Leftists hate Israel because they think it is a stooge of neo-colonialist America, an outpost of imperialism oppressing the “natives,” and like America it is a graphic repudiation of leftism’s utopian delusions. Sentimental Third-Worldism prefers the exotic, quaint “other of color” and their more “authentic and vibrant” cultures over a go-getting, brash, innovative people wildly succeeding by adopting the modern Western paradigm of political freedom and open markets. Juvenile idealizers of romantic revolutionary violence are turned on by the “freedom-fighters” and a “resistance” that use action to achieve their aims, even if that violence is indiscriminate terrorism against innocents. The global diplomatic establishment sees Israel as the impediment to some grand diplomatic triumph that will validate their magical thinking about the superiority of talk over action. And don’t forget that post-Holocaust anti-Semitism has found a respectable camouflage in hating the idea of Zionism while ignoring the near-century of terrorist violence and aggression directed at flesh-and-blood Jewish people.
Whether cold calculations of interest or irrational ideological compulsions and prejudices, none of these reasons for demonizing Israel is founded on coherent principle, consistent standards of judgment, or even historical fact. The conflict is not about “settlements” or “check-points” or “national aspirations.” It’s about Islamic-sanctioned Jew hatred, and Arab humiliation and resentment of a handful of refugee Jews who developed lands bare of resources into a nation more militarily powerful and economically successful than their Arab neighbors. No “two-state solution” is going to change these ancient and deep-seated religious beliefs and psychological wounds.
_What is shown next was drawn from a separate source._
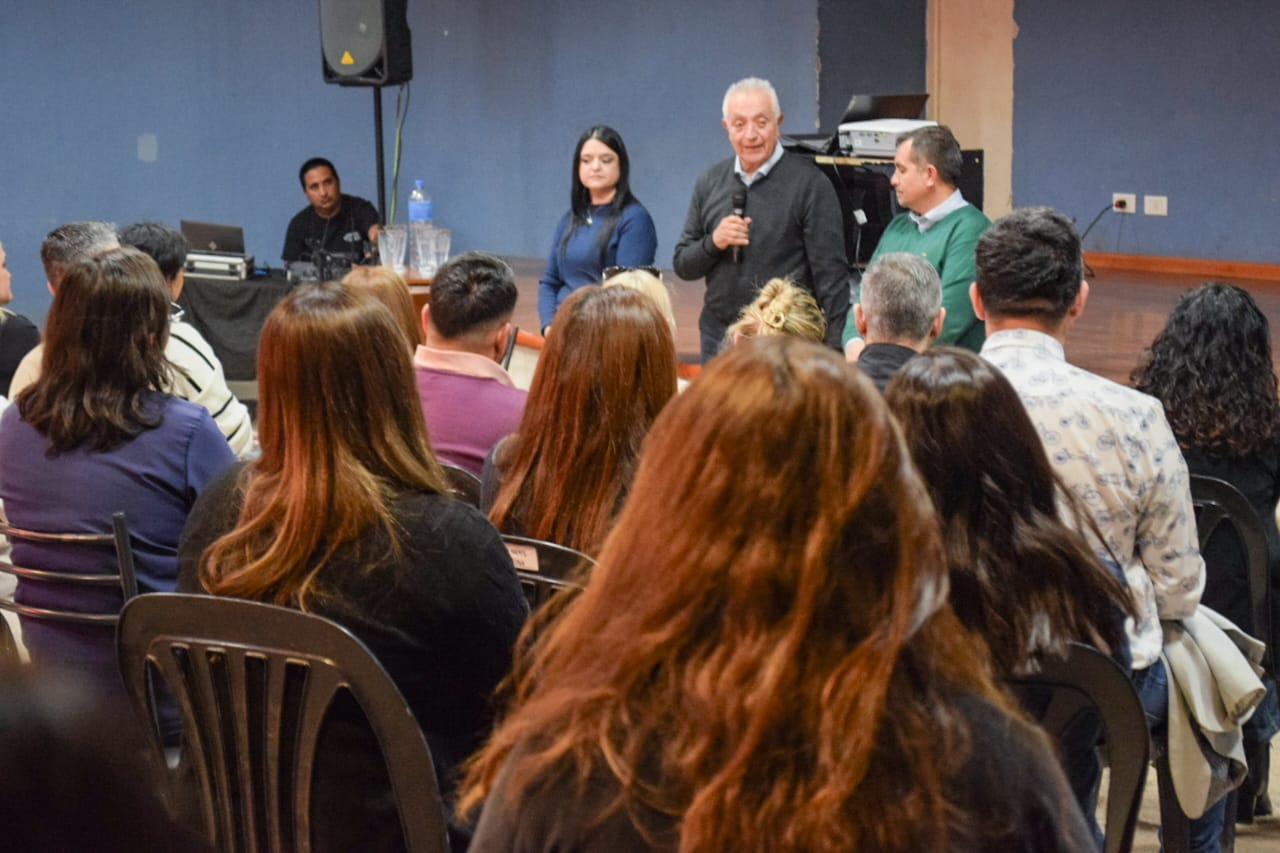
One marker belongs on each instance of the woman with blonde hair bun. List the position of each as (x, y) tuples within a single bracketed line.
[(763, 657), (781, 308)]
But what can Trump do about it? In the long-run, he must in word and deed tell the world that the U.S. will defend Israel and ensure its security no matter what the “international community” says or does. One place to start is by punishing the U.N. for this despicable resolution by stopping the $8 billion a year we taxpayers contribute to that corrupt country club for international thugs, dictators, autocrats, and their European useful idiots. I don’t mean a token reduction like the $60 million withheld for a while from UNESCO for admitting the Palestinian Authority as a member. Cut it all off.
More importantly, this latest outrage is an opportunity to rethink this country’s participation in an organization that works against our interests and those of our allies, justifies terrorism as legitimate “resistance,” and demonizes Israel while ignoring the millions of people slaughtered in the Balkans, Rwanda, Sudan, and today in Syria. We need to repudiate the delusional belief undergirding our participation in the U.N.: that unelected, unaccountable functionaries of pygmy states and thug regimes can more justly determine the legitimacy of the United States’ foreign policy and behavior than the American people.
In reality, the legitimacy of American actions is conferred by the democratic process: the free, open debate on the part of citizens who can hold their leaders accountable and have a sense of the ideals and principles that animate our foreign policy and provide its goals. Subjecting those decisions to the corrupt deliberations of the U.N. often compromises our own interests and endangers our national security.
So punish the U.N. for damaging our ally, then start the process of getting out by withholding our dues. That will get the world’s attention and, like the thought of being hanged in a fortnight, concentrate their minds wonderfully.